Once the scan or cast is complete, the data is imported into design software where the clinician specifies corrections: how much arch support, where to add padding, what angle to build into the heel post. The orthotic is then fabricated, increasingly through 3D printing, though traditional milling and vacuum-forming over a positive mold are still common.
What the Break-In Period Feels Like
New custom orthotics feel strange at first. Your feet and legs have spent years compensating for whatever problem the orthotic is correcting, and your muscles need time to adapt to the new alignment. On the first day, wear them for just a few hours. Add one to two hours each day over the following week.
Avoid running, hiking, or other demanding activity until you’ve worn the orthotics for a full week without discomfort. It can take up to a month before wearing them all day feels completely natural. If you’re still struggling after three to four weeks, go back to the provider who made them. Small adjustments, like grinding down a spot that creates pressure or adding material to a low area, are routine and usually included in the original cost.
Cost and How Long They Last
A pair of custom orthotics typically costs between $200 and $800. The price depends on the materials used, the complexity of the design, and where you live. Accommodative orthotics made from softer foam tend to cost less but wear out faster. Rigid functional orthotics made from polypropylene or carbon fiber last longer but sit at the higher end of the range.

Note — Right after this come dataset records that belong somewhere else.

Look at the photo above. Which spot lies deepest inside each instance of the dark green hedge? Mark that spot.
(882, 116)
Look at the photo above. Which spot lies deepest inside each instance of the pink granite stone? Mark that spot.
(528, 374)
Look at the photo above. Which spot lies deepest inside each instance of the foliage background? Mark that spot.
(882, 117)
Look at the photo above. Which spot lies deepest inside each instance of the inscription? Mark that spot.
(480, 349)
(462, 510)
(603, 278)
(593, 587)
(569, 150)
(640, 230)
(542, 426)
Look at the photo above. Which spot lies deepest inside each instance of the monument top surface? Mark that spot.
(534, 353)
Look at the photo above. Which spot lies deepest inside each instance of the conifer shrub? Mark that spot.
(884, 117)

With regular use, most custom orthotics last two to five years before they need replacing. Heavier, more active people will wear through them faster. The foam top covers (the layer your foot touches directly) degrade before the structural shell does, so many providers offer top cover replacements as a lower-cost way to extend the life of the device.
Insurance Coverage
Coverage varies widely by insurer and plan. When custom orthotics are covered, the insurer typically requires documentation that the device is medically necessary, not just a comfort preference. A treating practitioner, which means a physician, nurse practitioner, physician assistant, or podiatrist, must write a prescription before the orthotic is ordered. Orthotists, physical therapists, and pedorthists can fabricate the device, but insurers generally don’t accept prescriptions written by them alone.

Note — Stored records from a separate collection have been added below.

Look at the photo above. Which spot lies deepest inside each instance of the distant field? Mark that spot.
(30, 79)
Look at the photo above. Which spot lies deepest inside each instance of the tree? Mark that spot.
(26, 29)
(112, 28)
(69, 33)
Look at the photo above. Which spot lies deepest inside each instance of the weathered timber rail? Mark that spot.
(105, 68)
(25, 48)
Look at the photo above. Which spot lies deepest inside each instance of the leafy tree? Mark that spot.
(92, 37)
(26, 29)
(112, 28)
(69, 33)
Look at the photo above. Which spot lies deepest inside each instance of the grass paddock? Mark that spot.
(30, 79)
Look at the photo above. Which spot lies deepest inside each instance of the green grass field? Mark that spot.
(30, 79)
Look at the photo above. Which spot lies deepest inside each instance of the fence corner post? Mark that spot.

The prescription needs to include your name, the date, a description of the device, and the practitioner’s signature and national provider identifier. Your medical record also has to contain enough documentation to show why a custom device is necessary rather than an over-the-counter alternative. If your provider has a financial interest in selling you the orthotic, insurers may require additional corroborating records. A new prescription is required each time you need a replacement pair or a repair, so keeping your follow-up appointments matters for ongoing coverage.
If your plan doesn’t cover orthotics, or if you have a high deductible, ask about health savings account (HSA) or flexible spending account (FSA) eligibility. Custom orthotics prescribed by a licensed practitioner generally qualify as an eligible medical expense under both.